Our analysis has some limitations. Given the lack of data in low stroke risk NVAF patients, certain clinical event rates as well as the probabilities of transitioning between events in our model were obtained from studies with moderate to high stroke risk patients. The SPAF (Stroke Prevention in Atrial Prevention Study) study [23], from which we obtained the MI and TIA rates for the placebo arm, included patients with co-morbidities such as hypertension (52%), diabetes (19%) and congestive heart failure (20%). Similarly, the XANTUS [28,29] main study, from which we obtained the ICH, MI and CRNMB rates for the rivaroxaban arm, included a majority of moderate to high stroke risk patients treated with rivaroxaban 20mg. Those rates are higher than what could have been expected in patients at low stroke risk treated with rivaroxaban 15 mg and likely could have impacted the ICER estimation. Nevertheless, the sensitivity analyses showed the ICER values to be insensitive to a variation of ± 25% in those rates and rivaroxaban to remain cost-effective in 100% of the simulations. Also, our model assumed patients’ full persistence/compliance with the treatments which may have led to an over or under estimation of the ICER. Additionally, the patients’ age, dosage regimen, risk score, and costs used in the model as well as the Canadian public health care perspective make the results not necessarily generalizable to other settings. Finally, given the lack of data, the model allowed patients to have one event per cycle and one type of event over lifetime. Data on the incidence of different combination of clinical events in patients with NVAF at low risk of stroke would have certainly contributed to more precise calculations of the overall cost and benefits of rivaroxaban treatment. The results from the BRAIN-AF trial, once available, will inform the analysis with observed event rates in this patient population.

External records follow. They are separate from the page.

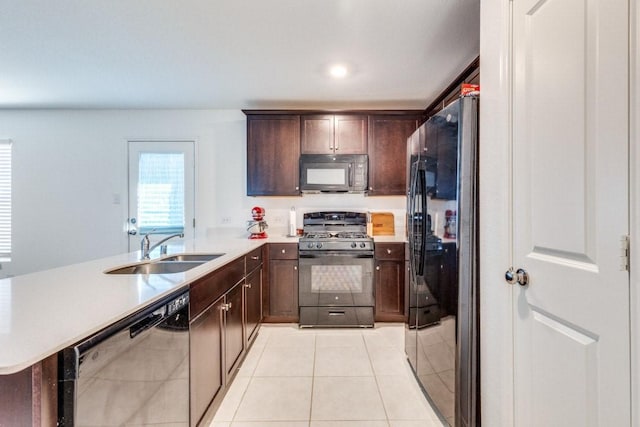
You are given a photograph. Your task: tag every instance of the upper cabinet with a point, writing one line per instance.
(273, 152)
(333, 134)
(388, 136)
(275, 140)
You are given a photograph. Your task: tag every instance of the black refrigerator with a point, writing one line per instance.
(442, 335)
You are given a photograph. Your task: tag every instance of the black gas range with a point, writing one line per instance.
(336, 270)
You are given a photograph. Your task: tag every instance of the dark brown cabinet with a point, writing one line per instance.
(333, 134)
(205, 357)
(390, 282)
(29, 397)
(233, 330)
(388, 152)
(216, 341)
(448, 279)
(273, 152)
(252, 303)
(282, 295)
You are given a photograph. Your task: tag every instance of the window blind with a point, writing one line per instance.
(5, 200)
(161, 193)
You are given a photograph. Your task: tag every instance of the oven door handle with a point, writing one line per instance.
(327, 254)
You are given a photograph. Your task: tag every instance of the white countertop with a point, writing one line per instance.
(42, 313)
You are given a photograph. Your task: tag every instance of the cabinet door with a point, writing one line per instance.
(233, 329)
(205, 356)
(253, 303)
(273, 152)
(316, 135)
(448, 280)
(389, 277)
(446, 170)
(350, 134)
(387, 153)
(283, 289)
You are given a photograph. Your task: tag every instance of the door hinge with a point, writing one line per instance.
(624, 253)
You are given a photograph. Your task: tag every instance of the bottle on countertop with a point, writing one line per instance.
(450, 224)
(292, 222)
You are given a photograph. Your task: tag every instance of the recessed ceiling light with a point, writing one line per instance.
(338, 71)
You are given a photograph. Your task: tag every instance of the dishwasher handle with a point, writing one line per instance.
(148, 322)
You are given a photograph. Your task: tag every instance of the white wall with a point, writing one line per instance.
(71, 165)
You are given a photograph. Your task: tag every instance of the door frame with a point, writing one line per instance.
(496, 347)
(496, 297)
(634, 203)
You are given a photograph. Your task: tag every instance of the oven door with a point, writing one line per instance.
(335, 279)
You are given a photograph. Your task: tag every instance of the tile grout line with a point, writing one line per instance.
(244, 392)
(375, 378)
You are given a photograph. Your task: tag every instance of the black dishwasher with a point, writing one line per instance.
(135, 372)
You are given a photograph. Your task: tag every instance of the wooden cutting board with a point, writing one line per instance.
(383, 224)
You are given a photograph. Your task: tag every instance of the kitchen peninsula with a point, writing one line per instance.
(45, 312)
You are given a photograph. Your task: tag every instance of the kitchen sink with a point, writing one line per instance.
(156, 267)
(192, 257)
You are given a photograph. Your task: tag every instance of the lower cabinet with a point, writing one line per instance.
(205, 350)
(252, 304)
(390, 282)
(283, 283)
(216, 342)
(233, 329)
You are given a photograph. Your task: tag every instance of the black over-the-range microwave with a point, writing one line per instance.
(334, 173)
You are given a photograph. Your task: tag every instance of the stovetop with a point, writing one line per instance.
(335, 231)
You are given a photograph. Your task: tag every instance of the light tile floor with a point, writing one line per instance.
(326, 378)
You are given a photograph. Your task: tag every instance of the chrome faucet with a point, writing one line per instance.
(145, 250)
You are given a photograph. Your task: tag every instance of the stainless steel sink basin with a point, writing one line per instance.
(156, 267)
(192, 257)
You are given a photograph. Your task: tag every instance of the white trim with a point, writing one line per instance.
(496, 321)
(634, 205)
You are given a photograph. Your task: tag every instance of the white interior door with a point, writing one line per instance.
(161, 190)
(570, 195)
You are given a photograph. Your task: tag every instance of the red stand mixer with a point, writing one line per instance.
(258, 225)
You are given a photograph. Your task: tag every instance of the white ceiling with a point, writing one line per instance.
(232, 53)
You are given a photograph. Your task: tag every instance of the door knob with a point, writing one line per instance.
(520, 277)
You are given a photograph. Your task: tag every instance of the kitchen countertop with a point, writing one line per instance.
(43, 312)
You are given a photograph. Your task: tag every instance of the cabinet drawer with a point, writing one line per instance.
(254, 259)
(389, 251)
(283, 251)
(336, 316)
(211, 287)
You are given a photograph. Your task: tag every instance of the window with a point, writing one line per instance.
(161, 193)
(5, 200)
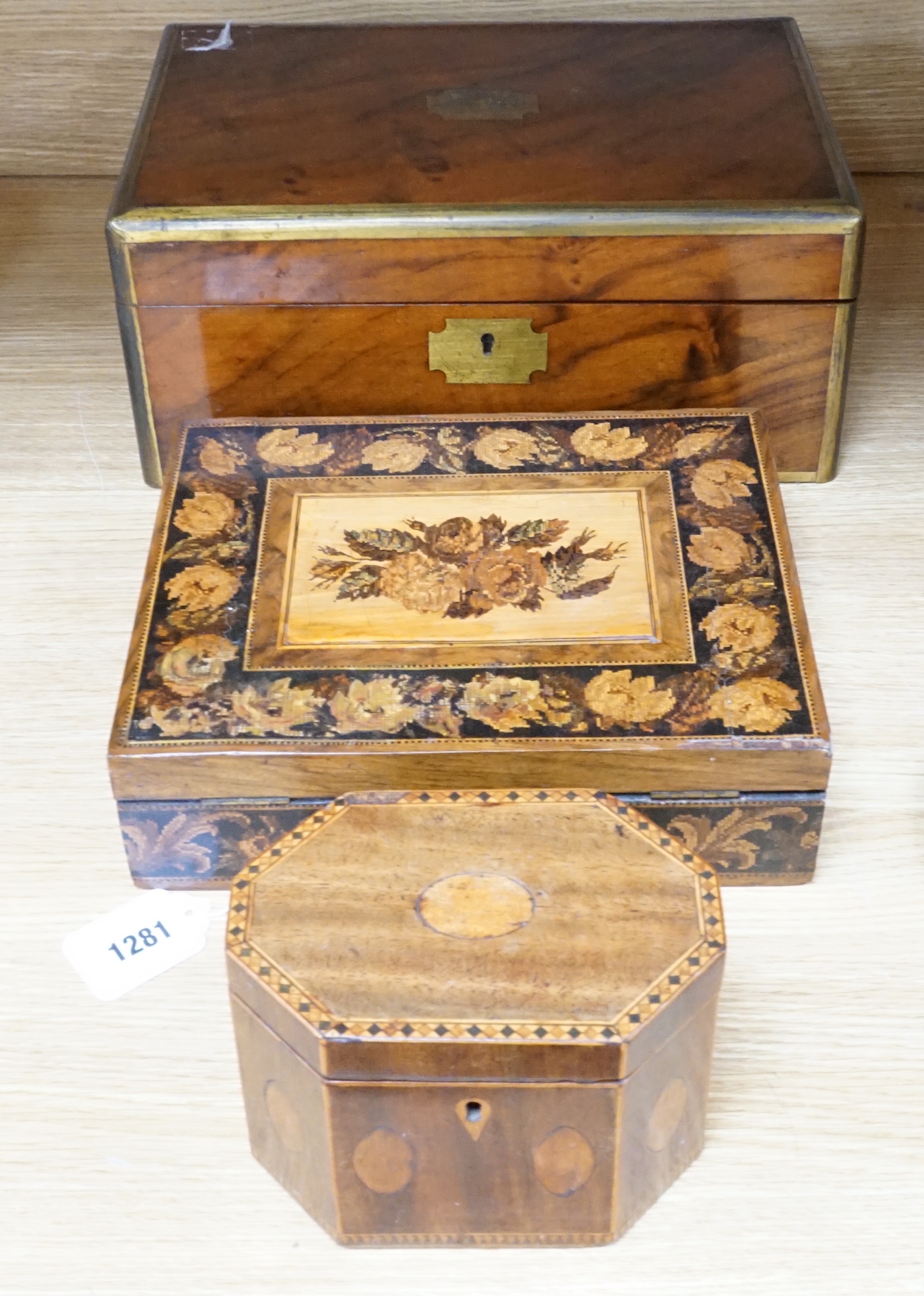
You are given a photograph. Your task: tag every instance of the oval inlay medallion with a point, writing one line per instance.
(564, 1162)
(283, 1116)
(384, 1162)
(666, 1115)
(474, 907)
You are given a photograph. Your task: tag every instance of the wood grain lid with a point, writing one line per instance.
(474, 923)
(511, 113)
(605, 599)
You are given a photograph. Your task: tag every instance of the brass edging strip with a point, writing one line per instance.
(401, 221)
(829, 451)
(119, 261)
(132, 350)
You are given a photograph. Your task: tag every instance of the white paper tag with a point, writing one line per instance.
(138, 941)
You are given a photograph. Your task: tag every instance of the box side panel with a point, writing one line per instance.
(474, 1164)
(751, 840)
(289, 361)
(287, 1116)
(633, 269)
(663, 1118)
(707, 764)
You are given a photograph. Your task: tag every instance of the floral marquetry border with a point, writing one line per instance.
(633, 1016)
(192, 686)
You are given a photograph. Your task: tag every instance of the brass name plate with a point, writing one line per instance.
(502, 350)
(474, 104)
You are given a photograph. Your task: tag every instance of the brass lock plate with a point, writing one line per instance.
(489, 350)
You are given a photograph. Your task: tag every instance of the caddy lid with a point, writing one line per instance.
(603, 598)
(554, 933)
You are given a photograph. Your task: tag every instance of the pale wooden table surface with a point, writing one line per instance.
(123, 1156)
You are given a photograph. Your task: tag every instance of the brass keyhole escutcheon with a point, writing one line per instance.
(503, 350)
(474, 1114)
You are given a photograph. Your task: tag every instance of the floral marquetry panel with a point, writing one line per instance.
(397, 588)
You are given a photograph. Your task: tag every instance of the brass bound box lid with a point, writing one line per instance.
(474, 116)
(605, 599)
(476, 933)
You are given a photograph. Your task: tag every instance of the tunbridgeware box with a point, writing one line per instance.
(547, 601)
(463, 219)
(476, 1019)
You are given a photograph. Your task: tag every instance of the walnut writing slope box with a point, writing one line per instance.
(391, 221)
(537, 601)
(476, 1018)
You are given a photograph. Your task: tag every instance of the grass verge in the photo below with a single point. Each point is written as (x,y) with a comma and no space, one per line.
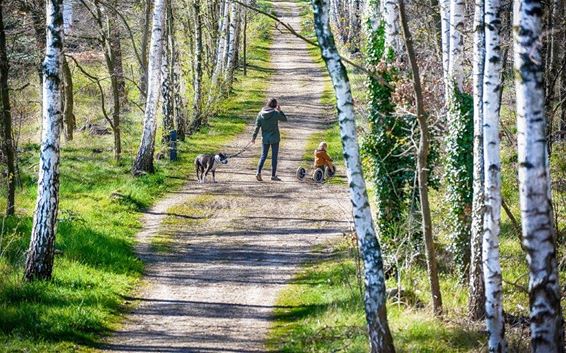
(100,208)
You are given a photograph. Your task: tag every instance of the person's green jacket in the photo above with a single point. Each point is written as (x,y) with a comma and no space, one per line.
(268,121)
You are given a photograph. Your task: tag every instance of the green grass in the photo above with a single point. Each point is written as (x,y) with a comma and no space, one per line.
(322,311)
(100,208)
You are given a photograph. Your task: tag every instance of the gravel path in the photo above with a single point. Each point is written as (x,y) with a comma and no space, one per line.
(215,291)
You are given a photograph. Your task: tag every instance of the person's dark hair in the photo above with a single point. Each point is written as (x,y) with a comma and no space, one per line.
(271,103)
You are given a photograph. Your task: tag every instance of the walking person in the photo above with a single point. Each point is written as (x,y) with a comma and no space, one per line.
(268,121)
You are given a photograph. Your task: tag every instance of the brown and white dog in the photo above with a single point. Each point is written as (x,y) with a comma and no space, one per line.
(205,163)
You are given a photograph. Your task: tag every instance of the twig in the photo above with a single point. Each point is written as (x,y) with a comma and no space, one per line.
(97,81)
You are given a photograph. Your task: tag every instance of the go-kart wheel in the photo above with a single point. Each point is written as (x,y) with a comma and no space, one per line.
(330,172)
(318,175)
(301,173)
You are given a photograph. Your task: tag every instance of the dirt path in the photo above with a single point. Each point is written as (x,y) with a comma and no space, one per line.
(216,290)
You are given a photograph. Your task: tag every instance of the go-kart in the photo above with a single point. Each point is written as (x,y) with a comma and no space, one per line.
(318,174)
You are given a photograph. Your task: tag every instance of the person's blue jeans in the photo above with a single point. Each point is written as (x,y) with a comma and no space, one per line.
(264,152)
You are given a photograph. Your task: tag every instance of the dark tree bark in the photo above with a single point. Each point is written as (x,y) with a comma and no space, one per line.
(375,295)
(40,255)
(7,140)
(422,163)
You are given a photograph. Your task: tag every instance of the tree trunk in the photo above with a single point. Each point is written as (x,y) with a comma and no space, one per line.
(476,300)
(392,30)
(539,236)
(459,145)
(245,43)
(178,90)
(105,28)
(221,48)
(375,294)
(39,261)
(114,41)
(492,84)
(232,60)
(166,80)
(197,81)
(68,101)
(355,26)
(7,141)
(144,159)
(144,49)
(445,39)
(422,163)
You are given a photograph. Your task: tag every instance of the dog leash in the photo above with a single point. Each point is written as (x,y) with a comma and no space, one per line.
(242,151)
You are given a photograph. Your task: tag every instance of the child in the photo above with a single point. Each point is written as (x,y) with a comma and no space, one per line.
(321,158)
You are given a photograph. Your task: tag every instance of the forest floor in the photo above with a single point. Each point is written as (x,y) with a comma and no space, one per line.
(219,254)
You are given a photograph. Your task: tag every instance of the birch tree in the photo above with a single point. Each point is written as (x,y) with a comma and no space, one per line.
(539,235)
(167,93)
(392,28)
(198,74)
(422,163)
(459,143)
(40,255)
(492,86)
(144,159)
(222,40)
(445,40)
(476,301)
(7,145)
(233,45)
(375,295)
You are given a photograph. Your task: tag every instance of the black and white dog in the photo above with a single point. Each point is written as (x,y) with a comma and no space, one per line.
(205,163)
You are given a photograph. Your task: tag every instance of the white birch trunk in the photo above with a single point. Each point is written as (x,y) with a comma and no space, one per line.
(492,86)
(68,16)
(41,252)
(445,38)
(379,334)
(539,236)
(456,58)
(232,60)
(167,105)
(476,302)
(221,48)
(144,159)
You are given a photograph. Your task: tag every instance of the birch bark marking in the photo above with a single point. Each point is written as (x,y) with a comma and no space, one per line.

This economic evaluation predicted that rivaroxaban would be a cost-effective alternative to placebo for the prevention of stroke and cognitive decline in NVAF patients at low stroke risk. The “no-treatment” therapeutic recommendation for this patients’ group is based on the low stroke risk but does not take into consideration another potential risk as debilitating and life-threatening as cognitive impairment and dementia. Future economic evaluations of NOACs for the treatment of NVAF that account for the impact of the disease on patients’ mental health would better estimate the patients’ overall health benefits and the costs of these drugs. Our analysis of a hypothetical cohort of NVAF patients at low stroke risk has shown that rivaroxaban could offer health benefits for a marginal increase in healthcare costs.